I have raved about Couchsurfing’s Buenos Aires forum before (see: Top three ways to meet locals in Buenos Aires), but I have yet to mention the specific ‘language exchange’ subgroup. This thriving hub is where you’ll find all manner of people arranging group conversation sessions or requesting one-on-one meets. “My English for your Spanish”, “Your Italian for my French” etc. I even found a group of Argentinians wanting to get together to learn Dutch.
On Monday, I attended the weekly get-together of French speakers in Buenos Aires for the second time in a row. Ever since August they have been meeting at around 8.30pm for a relaxed conversation session over a few drinks in Bar Madagascar on Plaza Serrano.
I was a bit nervous about turning up for the first time, as my French is beyond rusty, but I found them to be a really friendly bunch. They insist that it doesn’t matter if you speak slowly, if you make mistakes or if you revert to another language when you get stuck. Everyone is welcome, no matter what level they’re at. The group is almost all Argentinian, although native French speakers pop along from time to time too.

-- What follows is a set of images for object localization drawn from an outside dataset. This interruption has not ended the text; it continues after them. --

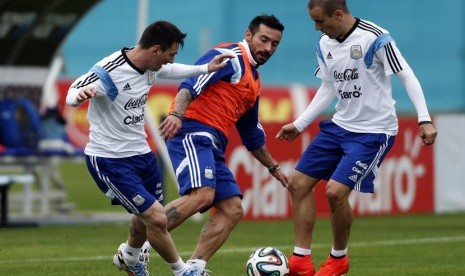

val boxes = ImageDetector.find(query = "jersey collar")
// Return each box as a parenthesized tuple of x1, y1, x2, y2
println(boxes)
(239, 39, 258, 67)
(336, 18, 360, 43)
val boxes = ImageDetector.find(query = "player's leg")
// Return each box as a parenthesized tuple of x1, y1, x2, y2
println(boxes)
(87, 153, 189, 275)
(287, 171, 318, 276)
(137, 201, 193, 276)
(326, 180, 352, 251)
(85, 154, 152, 275)
(164, 133, 219, 231)
(316, 131, 395, 275)
(190, 195, 243, 261)
(288, 120, 345, 276)
(288, 171, 319, 250)
(165, 186, 215, 231)
(181, 143, 243, 275)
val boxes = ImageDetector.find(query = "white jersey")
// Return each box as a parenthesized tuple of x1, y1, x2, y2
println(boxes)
(67, 48, 208, 158)
(315, 18, 409, 135)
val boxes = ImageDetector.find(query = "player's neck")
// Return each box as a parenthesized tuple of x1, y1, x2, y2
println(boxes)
(125, 47, 148, 71)
(338, 15, 356, 39)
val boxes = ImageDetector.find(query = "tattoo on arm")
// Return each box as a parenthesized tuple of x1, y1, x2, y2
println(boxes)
(174, 88, 194, 114)
(251, 147, 274, 167)
(255, 148, 270, 160)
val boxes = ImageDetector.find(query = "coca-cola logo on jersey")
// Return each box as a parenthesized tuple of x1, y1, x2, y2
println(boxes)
(334, 68, 359, 82)
(124, 93, 148, 110)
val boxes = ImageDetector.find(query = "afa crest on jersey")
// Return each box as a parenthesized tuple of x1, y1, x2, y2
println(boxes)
(147, 71, 155, 85)
(350, 45, 363, 60)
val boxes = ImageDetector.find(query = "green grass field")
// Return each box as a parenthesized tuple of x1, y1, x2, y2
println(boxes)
(1, 161, 465, 275)
(1, 213, 465, 275)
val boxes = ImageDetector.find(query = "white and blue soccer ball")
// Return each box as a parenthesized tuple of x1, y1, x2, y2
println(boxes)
(246, 247, 289, 276)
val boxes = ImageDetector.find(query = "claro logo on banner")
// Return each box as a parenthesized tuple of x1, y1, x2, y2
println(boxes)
(57, 81, 434, 219)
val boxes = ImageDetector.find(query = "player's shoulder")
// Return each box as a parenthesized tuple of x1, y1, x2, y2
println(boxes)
(212, 42, 242, 56)
(356, 19, 389, 37)
(213, 42, 240, 50)
(94, 48, 128, 71)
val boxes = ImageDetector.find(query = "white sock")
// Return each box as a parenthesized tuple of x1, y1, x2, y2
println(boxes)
(123, 243, 141, 265)
(143, 240, 152, 251)
(330, 247, 347, 257)
(294, 246, 312, 256)
(186, 259, 206, 272)
(170, 257, 188, 276)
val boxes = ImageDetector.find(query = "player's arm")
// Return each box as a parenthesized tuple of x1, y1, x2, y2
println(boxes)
(66, 71, 105, 107)
(276, 79, 334, 141)
(235, 99, 289, 187)
(250, 145, 289, 188)
(178, 48, 239, 99)
(159, 49, 238, 140)
(378, 38, 437, 146)
(396, 68, 437, 145)
(157, 52, 234, 79)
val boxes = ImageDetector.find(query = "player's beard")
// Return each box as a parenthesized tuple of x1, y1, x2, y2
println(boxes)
(254, 51, 271, 65)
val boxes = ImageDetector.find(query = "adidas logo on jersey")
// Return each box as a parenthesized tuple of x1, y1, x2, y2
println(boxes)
(123, 83, 131, 91)
(326, 52, 333, 59)
(349, 174, 358, 182)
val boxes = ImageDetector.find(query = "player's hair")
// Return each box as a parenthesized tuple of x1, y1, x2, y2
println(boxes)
(308, 0, 350, 16)
(248, 14, 285, 35)
(138, 20, 187, 51)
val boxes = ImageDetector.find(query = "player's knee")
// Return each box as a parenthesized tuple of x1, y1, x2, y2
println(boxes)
(220, 198, 243, 226)
(287, 177, 310, 197)
(190, 187, 215, 210)
(229, 202, 244, 225)
(325, 182, 350, 205)
(146, 205, 169, 229)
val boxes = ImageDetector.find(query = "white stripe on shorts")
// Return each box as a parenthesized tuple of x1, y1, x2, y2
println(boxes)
(182, 135, 202, 189)
(89, 155, 139, 213)
(354, 134, 390, 191)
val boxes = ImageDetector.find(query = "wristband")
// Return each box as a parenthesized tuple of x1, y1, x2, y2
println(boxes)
(419, 121, 432, 126)
(169, 111, 184, 120)
(268, 164, 280, 174)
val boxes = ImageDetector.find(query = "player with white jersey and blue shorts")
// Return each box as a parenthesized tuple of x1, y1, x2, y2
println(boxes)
(65, 20, 231, 276)
(276, 1, 437, 276)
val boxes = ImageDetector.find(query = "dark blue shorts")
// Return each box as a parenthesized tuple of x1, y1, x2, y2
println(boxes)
(296, 120, 395, 193)
(85, 152, 162, 214)
(166, 133, 242, 206)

Indeed, it was a French friend that alerted me to the group. She’s a teacher (francesamedida.com) and now recommends her students attend these free sessions for extra practice.
The BA couchsurfing forum is particularly outstanding, but I am sure many of the other city forums worldwide are just as good for finding and arranging language exchanges. As always, if you don’t see a meet-up that’s already on the cards, you can dive in and arrange one yourself. As an English speaker, you’ll soon find there are plenty of people who’ll be willing to do a skill swap.
Recently, I have meet a lot of people who are here in Argentina to learn Spanish and as they approach the end of their trip they are worried about falling out of practice when they arrive home. Couchsurfing could be their best bet for keeping up those skills.